You play as a tiny space marine look-alike robot with a grappling hook arm that can grasp onto floating metal balls and fling himself upwards. The catch is that you must be close enough to the ball, or else you’ll fall off the screen to your death. As you make your way up, you’ll find multiple kinds of balls that will blow up upon impact or drop from the sky when grappled. Conceptually, this game gets a gold star.
Gravity Hook HD’s main flaw is that it’s too difficult from the second you begin. Instead of giving you many options of where to grapple, you’ll need to follow strict paths. One mistake will lead to an unrecoverable plummet, making us question the game’s proclaimed casual gameplay.
Another issue is that the pace never feels as speedy as it should. The robot pulls itself up very slowly and it can take ten seconds just to lift off the ground at the beginning of a round.
Prepare for launch.
There are some nice bells and whistles to Gravity Hook HD, however. In Doodle Jump style, you can see bars across the screen marking your previous heights reached. You can also post your scores to online leaderboards spanning the best climbs of the day, week, month, and all time.
Once you pass 500 meters in the main game, you unlock classic mode. Ironically, older is better in this case. Classic mode has a much more approachable difficulty level and quicker speed. Plus, the retro graphics are awesome.
However, what Classic mode lacks are the bells and whistles of the new game mode. The only balls you’ll encounter are the explode-on-impact ones, and there aren’t any high score markers for your other climbs. You’ll also need to manually quit the game to save a score. There are online leaderboards for it, however.
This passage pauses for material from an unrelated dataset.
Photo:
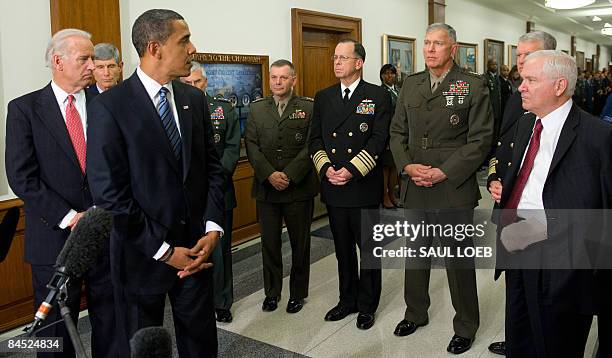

If Semi Secret Software finds a happy medium between the two modes, combining the feature set of HD mode and the speed and approachability of classic mode, Gravity Hook HD could be a real gem. We love that the app is universal, but the $2.99 price tag seems a bit steep for what you’re getting. We’d wait for some of these issues to be addressed before flinging out your money, or at least try the free online version first.